In the year 2000, at the request of the Archbishop of Maputo, a community of Indian missionaries of Saint Francis of Sales arrived in this country of southern Africa to work in some of the most severely affected, remote and underdeveloped regions. Among their goals was to rebuild the shattered Church infrastructure – and still more to help heal traumatized souls.
The missionaries, who now run eight separate mission stations, had to start from scratch. For nearly 30 years prior to their arrival, there had been no Church mission and no evangelization. The ruling Marxist regime was hostile to the Church, and faith and morals were “at rock bottom,” as the Fathers tell us.
The Indian priests began to rebuild the churches and chapels, as well as devoting themselves to the care of souls. They visited people in their homes, proclaiming the Gospel, listening to them, comforting and consoling them and providing straightforward practical help at the same time. “During the long years of the civil war they had, quite literally, been sheep without a shepherd. Now they are gradually returning to more fertile pastures and accepting Christ as their Lord and Redeemer,” writes Father Ranjit Tirkey.

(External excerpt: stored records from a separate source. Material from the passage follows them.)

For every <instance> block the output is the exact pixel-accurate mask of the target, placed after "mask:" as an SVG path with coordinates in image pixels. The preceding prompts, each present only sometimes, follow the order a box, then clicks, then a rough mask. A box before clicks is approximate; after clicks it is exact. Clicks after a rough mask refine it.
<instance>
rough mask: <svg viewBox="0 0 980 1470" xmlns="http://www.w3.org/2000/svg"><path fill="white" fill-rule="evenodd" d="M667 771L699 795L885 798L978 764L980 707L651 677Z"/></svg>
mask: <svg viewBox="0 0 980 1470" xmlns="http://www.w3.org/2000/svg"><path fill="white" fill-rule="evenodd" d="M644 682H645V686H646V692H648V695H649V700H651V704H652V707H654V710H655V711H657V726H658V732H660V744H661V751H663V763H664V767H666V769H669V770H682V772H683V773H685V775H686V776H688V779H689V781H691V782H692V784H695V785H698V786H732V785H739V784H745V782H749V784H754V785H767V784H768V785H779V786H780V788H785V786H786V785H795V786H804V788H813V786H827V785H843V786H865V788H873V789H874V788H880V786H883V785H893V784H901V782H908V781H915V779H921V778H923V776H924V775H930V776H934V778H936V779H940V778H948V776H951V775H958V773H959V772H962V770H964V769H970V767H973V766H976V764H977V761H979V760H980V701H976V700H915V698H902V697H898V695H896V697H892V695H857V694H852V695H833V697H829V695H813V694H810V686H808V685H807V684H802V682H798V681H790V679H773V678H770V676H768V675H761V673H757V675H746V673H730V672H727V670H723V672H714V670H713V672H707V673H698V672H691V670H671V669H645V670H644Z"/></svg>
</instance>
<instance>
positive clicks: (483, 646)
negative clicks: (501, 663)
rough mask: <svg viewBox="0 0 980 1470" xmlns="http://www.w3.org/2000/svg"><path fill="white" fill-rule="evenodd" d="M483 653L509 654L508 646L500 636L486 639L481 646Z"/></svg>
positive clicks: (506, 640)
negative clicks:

One of the mission stations in their care is the parish of Bela Vista in the province of Matutuine in the south of the country. The parish has a population of 45,000, with 16 outstations where Holy Mass is celebrated. Part of the parish lies in the jungle, and it was previously very difficult to travel to some of the villages, since the roads became impassable in the rainy season on account of the mud and the small rivers and streams.
There is now a tarred road at last, but the three Indian priests still have to carry out their work in the most difficult of conditions. There is deep poverty and widespread disease in this remote and undeveloped region, and the priests have to be helpers and councilors to the people, not only in their spiritual need but also in their many material needs. The priests strive to be all things to all people, even in the midst of their own poverty.
Their precarious situation includes their own living accommodation. The presbytery is in a dilapidated and neglected condition and has not been repaired or maintained for some twenty years now. The roof and water tank leak, the water pipes are rusted, and the sanitary facilities are badly damaged.
We are proposing to help them carry out at least the most urgent and necessary repairs with a grant of $4,900. Will you help support these poor priests ministering in remote regions of Mozambique? We are sure they will remember you in their grateful prayers.